Bjorn Lomborg has once again given us commonsense advice to spend our money on mitigating hunger rather than our futile attempts to alter climate change, which have an adverse effect on the production and affordability of food (“Billions wasted while poor starve”, 19/1).

King Canute would have appreciated how misguided we are, but the youth of affluent countries hear only about climate change, and rarely if ever about hunger relief. Concentrated efforts on the former have one overpowering effect — a dopamine-like inner glow inside the minds of advocates of windmills and gigantic batteries.

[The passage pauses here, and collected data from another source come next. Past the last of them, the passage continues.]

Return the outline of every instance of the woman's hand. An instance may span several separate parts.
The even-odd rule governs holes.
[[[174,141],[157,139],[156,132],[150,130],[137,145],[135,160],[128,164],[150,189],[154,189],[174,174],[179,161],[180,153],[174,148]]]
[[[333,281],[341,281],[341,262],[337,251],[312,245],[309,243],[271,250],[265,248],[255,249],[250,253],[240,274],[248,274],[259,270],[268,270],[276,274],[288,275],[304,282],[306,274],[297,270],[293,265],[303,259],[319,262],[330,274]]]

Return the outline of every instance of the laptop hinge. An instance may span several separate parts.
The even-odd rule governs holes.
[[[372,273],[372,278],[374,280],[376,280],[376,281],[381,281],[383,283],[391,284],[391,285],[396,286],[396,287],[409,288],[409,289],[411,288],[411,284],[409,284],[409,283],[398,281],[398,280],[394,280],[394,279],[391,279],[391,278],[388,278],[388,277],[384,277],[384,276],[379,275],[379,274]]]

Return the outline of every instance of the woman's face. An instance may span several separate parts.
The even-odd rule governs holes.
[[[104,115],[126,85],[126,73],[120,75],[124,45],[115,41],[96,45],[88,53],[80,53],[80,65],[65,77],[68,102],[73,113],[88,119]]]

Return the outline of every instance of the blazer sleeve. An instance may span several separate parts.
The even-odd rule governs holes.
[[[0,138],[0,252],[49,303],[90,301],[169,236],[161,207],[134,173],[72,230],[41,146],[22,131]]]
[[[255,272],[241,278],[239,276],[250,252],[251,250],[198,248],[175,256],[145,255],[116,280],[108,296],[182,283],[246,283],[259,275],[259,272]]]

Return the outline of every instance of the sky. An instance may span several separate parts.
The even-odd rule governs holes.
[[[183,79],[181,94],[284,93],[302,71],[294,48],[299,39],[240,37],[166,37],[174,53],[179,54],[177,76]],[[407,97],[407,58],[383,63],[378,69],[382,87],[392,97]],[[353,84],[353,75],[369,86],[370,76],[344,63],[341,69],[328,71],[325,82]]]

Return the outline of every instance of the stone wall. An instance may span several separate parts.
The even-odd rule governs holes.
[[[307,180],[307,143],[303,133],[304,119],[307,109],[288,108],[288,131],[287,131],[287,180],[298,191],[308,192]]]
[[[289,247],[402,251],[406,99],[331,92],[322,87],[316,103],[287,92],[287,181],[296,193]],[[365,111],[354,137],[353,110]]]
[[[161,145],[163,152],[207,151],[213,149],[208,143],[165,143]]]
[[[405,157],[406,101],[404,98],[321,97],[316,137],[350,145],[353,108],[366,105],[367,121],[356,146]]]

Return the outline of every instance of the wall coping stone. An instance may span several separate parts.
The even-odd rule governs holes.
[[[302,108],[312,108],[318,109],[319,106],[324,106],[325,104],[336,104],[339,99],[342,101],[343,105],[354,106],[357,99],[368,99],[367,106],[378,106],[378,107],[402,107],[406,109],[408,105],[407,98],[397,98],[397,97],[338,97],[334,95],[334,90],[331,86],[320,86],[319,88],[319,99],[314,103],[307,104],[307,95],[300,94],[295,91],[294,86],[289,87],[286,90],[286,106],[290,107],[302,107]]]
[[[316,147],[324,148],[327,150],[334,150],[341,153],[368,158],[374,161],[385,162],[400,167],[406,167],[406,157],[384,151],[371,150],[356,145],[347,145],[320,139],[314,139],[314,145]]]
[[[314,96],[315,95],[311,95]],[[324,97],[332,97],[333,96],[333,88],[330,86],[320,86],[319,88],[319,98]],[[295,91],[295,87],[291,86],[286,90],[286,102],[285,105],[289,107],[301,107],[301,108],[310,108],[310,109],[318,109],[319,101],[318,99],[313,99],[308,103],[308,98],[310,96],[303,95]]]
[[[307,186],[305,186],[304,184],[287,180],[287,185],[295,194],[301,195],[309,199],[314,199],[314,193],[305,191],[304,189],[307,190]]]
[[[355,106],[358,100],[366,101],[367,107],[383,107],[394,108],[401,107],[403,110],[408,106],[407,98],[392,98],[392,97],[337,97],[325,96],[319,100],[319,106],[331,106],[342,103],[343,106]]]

Dave Kirkham, Frenchs Forest, NSW


In highlighting the moral perversity of contributing to global hunger through climate policies, Bjorn Lomborg overlooks the natural agricultural solution to malnutrition. It is an increase in atmospheric carbon dioxide and a rise in temperature. This is demonstrated by the six-fold increase in US corn production since 1950 and the greening of the planet over the past 25 years.The world’s present population is fortunate in that the recent increase in atmospheric CO2 is coinciding with a gradual warming of the Earth. This started more than 300 years ago at the end of the little ice age, and more than 200 years before humans made a significant contribution to atmospheric CO2 starting in the early 1950s.

Dan Wood, Pullenvale, Qld


Assessing Trump’s First Year

It is rare for me to read an assessment of a political leader and find little to criticise. Yet that is the case with the article in Weekend Australian by Associate Editor Chris Kenny. I have written above that News Ltd aside there is no serious questioning in public of the dangerous warming thesis in Australia and the unqualified acceptance of it extends to supposed political leaders, including Turnbull and his Energy Minister Frydenberg. But with Trump it is not a matter of simply questioning apparently previously accepted policy stances: he is actually radically changing (or trying to) important policies not only on climate change and tax but on immigration and the threat from extremist Islam both in America and outside it. I referred in my last Commentary to what appears to be a major foreign policy change by Secretary of State, Tillerson. So far this has received minimal media commentary.

Today Defense Secretary, Mattis, has announced a new strategy “– the first new strategy in a decade —  based on the National Security Strategy President Donald J. Trump announced in December”. Mattis says the new strategy Reclaims ‘An Era of Strategic Purpose’ and adds that“we’re alert to the realities of a changing world and attentive to the need to protect our values and the countries that stand with us,” the secretary said. “America’s military protects our way of life and I want to point out it also protects a realm of ideas. It’s not just about protecting geography. This is a defense strategy that will guide our efforts in all realms.” It will be interesting to see the media coverage here.

Taken together with Tillerson’s foreign policy statement, this gives the appearance of attempting to return to the pre-Obama era. If this occurs it will mean a new America and have important implications for Australia.